Auf dem Weg nach Hause hatte ich dann schon Freundschaft mit einigen meiner neuen Mitschüler geschlossen und unterhielt mich so angestrengt mit ihnen über das, was wir in der Schule erlebt hatten, dass ich gar nicht gemerkt hatte, dass ich ihnen in einen vollkommen anderen Teil der Hauptstadt gefolgt war. Erst als Ryú, die ziemlich schüchterne Tochter eines Abgeordneten, sich von mir verabschiedet hatte und ich mich umsah, hatte ich wahrgenommen, dass ich keine Ahnung hatte, wie ich nun nach Hause kommen sollte. Natürlich hatte ich mich vor meiner neuen Freundin nicht blamieren wollen und hatte mich daher nicht getraut, bei ihr zu klopfen, um ihre Eltern um Hilfe zu bitten. Also war ich einfach drauflos gegangen, in der Hoffnung, irgendwann schon den Weg nach Hause zu finden.

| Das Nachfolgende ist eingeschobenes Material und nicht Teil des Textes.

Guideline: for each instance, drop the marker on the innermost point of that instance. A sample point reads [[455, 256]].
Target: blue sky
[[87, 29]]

Natürlich fand ich den Weg nicht alleine. Vollkommen verängstigt und weinend fand mein Vater mich nach Anbruch der Dunkelheit in einem Park hinter einer Bank, wo ich mich vor den seltsamen Außerirdischen versteckt hatte, die sich in diesem Teil der Stadt herumtrieben. Er war nicht böse mit mir gewesen, nur froh, dass mir nichts passiert war. Obwohl ich in keiner unmittelbaren Gefahr gewesen war, hatte mein Vater so getan, als würde er jeden, der mir zu nahe kam, vertreiben, einfach um mir die Sicherheit zu geben, die ich in diesem Moment gebraucht hatte. Und genau dieses Gefühl spürte ich auch jetzt und wusste direkt, dass es Obi-Wan war, der dieses Gefühl in mir auslöste.

Anscheinend funktionierte die Erkennung über die Macht anders als die normale. Man erkannte jemanden nicht an den Gefühlen, die der andere hatte, sondern an den Gefühlen, die man mit dieser Person verband. In meinem Fall Sicherheit und Vertrauen. Nicht die Art Vertrauen, bei dem man wusste, dass der andere einen in keiner Weise betrügen würde, sondern die Art Vertrauen, bei dem man dem anderen sein Leben anvertraute und wusste, dass dieses Vertrauen nie willentlich missbraucht wurde.

Obi-Wan, könnt Ihr mich hören? Seid Ihr in Ordnung? , fragte ich nochmal, in der Hoffnung, dass er mich nun, da er wieder bei Bewusstsein war, wahrnehmen würde. Direkt fragte ich mich, wie er mich wohl wahrnahm, jetzt da er es konnte. War das Bild, das er nun von mir hatte, ein anderes als zuvor?

Nein, es ist nur deutlicher, hörte ich seine Antwort in meinen Gedanken. Doch selbst wenn ich die Macht noch nicht so nutzen konnte wie er, merkte ich, dass er mir etwas verheimlichte, dass er etwas zu verbergen versuchte. Ich war jedoch zu erleichtert darüber, dass er in der Lage war, mir zu antworten, um darauf einzugehen. Dann berichtete er mir von unserer wirklich misslichen Lage, wobei er mir dabei noch viel zu ruhig und gelassen vorkam. Noch während er versucht hatte, den Rat auf Coruscant zu erreichen, war er aus dem Hinterhalt angegriffen und überwältigt worden. Und nun saß er genauso wie ich fest, nur dass er anscheinend die größere Bedrohung darstellte.